Starburst Enterprise deployment basics#
This topic provides a high-level overview of Starburst Enterprise platform (SEP) requirements, configuration and starting the cluster.
This foundational topic that helps you to understand the following:
Basic cluster requirements
Deployment options
SEP configuration basics
Basic startup commands
After you have read and understood this topic, you are ready for the next step of preparing for your deployment using the selected option.
Requirements#
Your cluster must meet certain requirements to run SEP.
Network bandwidth#
To ensure optimal performance, SEP requires a minimum of 10Gbps of network bandwidth both within the cluster itself as well as between cluster nodes and data sources. Starburst recommends 25Gbps of bandwidth or more between nodes and object storage to take full advantage of parallelism.
Linux operating system#
RedHat Enterprise Linux (RHEL); other distributions of Linux are not officially supported by Starburst.
64-bit required
Newer releases are preferred, especially when running on containers
Adequate ulimits for the user that runs the Trino process. These limits may depend on the specific Linux distribution you are using. The number of open file descriptors needed for a particular SEP instance scales as roughly the number of machines in the cluster, times some factor depending on the workload. The
nofile
limit sets the maximum number of file descriptors that a process can have, while thenproc
limit restricts the number of processes, and therefore threads on the JVM, a user can create. We recommend setting limits to the following values at a minimum. Typically, this configuration is located in/etc/security/limits.conf
:trino soft nofile 131072 trino hard nofile 131072 trino soft nproc 128000 trino hard nproc 128000
Java runtime environment#
SEP requires a 64-bit version of Java 22, with a minimum required version of 22.0.1 and a recommendation to use the latest patch version. Earlier major versions such as Java 8, Java 11, Java 17 or Java 21 do not work. Newer versions such as Java 23 are not supported – they may work, but are not tested.

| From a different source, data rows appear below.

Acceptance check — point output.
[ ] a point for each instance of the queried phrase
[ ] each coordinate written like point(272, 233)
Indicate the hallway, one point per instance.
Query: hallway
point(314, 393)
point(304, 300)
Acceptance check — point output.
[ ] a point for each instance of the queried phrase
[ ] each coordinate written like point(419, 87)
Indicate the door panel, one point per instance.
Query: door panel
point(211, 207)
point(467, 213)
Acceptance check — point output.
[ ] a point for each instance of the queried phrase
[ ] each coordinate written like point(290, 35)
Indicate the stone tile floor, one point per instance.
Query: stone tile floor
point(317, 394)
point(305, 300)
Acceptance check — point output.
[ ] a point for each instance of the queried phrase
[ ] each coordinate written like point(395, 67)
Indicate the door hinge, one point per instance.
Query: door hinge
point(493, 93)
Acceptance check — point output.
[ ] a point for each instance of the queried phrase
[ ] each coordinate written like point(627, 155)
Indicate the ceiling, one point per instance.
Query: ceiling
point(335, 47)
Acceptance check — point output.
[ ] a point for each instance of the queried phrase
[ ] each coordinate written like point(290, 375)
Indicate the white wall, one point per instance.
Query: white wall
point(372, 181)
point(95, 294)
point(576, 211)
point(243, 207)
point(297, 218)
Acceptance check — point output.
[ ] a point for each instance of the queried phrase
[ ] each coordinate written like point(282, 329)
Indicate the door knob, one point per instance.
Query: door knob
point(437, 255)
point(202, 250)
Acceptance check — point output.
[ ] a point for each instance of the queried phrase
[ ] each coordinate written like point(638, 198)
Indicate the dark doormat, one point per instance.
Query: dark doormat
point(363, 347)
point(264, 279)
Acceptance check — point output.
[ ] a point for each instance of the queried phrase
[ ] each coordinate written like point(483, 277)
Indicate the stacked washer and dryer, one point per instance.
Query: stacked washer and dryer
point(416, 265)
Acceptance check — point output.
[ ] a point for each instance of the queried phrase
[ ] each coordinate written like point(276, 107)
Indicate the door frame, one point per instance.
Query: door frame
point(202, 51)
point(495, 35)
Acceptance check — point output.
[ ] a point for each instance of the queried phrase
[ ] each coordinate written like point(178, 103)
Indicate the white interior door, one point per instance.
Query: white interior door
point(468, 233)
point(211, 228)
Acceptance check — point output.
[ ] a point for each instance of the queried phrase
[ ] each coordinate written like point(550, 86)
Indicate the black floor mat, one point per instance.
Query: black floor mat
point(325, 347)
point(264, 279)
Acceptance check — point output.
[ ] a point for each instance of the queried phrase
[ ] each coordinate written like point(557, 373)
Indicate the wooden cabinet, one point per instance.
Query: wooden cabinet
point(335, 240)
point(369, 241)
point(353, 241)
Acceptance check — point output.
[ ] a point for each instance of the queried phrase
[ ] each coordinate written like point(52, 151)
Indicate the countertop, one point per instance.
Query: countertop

We recommend using the Eclipse Temurin OpenJDK distribution from Adoptium as the JDK for Trino, as Trino is tested against that distribution. Eclipse Temurin is also the JDK used by the Trino Docker image.
Processor architectures#
You must use one of the following processor architectures for your SEP deployment:
x86_64 (AMD64)
AArch64 (ARM64)
Backend service database#
The SEP backend service is required. It manages and stores information for a number of features in the product. The backend service requires an existing, external database, and must be configured and running before many other features can be configured.
Deploy SEP#
To deploy SEP, you must use the Starburst Kubernetes Helm charts or Starburst Admin. Starburst Admin is required for bare metal and virtual machines.
Configure SEP#
Starburst provides two deployment options for SEP:
Kubernetes-based deployments - All properties are defined in YAML files which are used to create the configuration files that SEP expects.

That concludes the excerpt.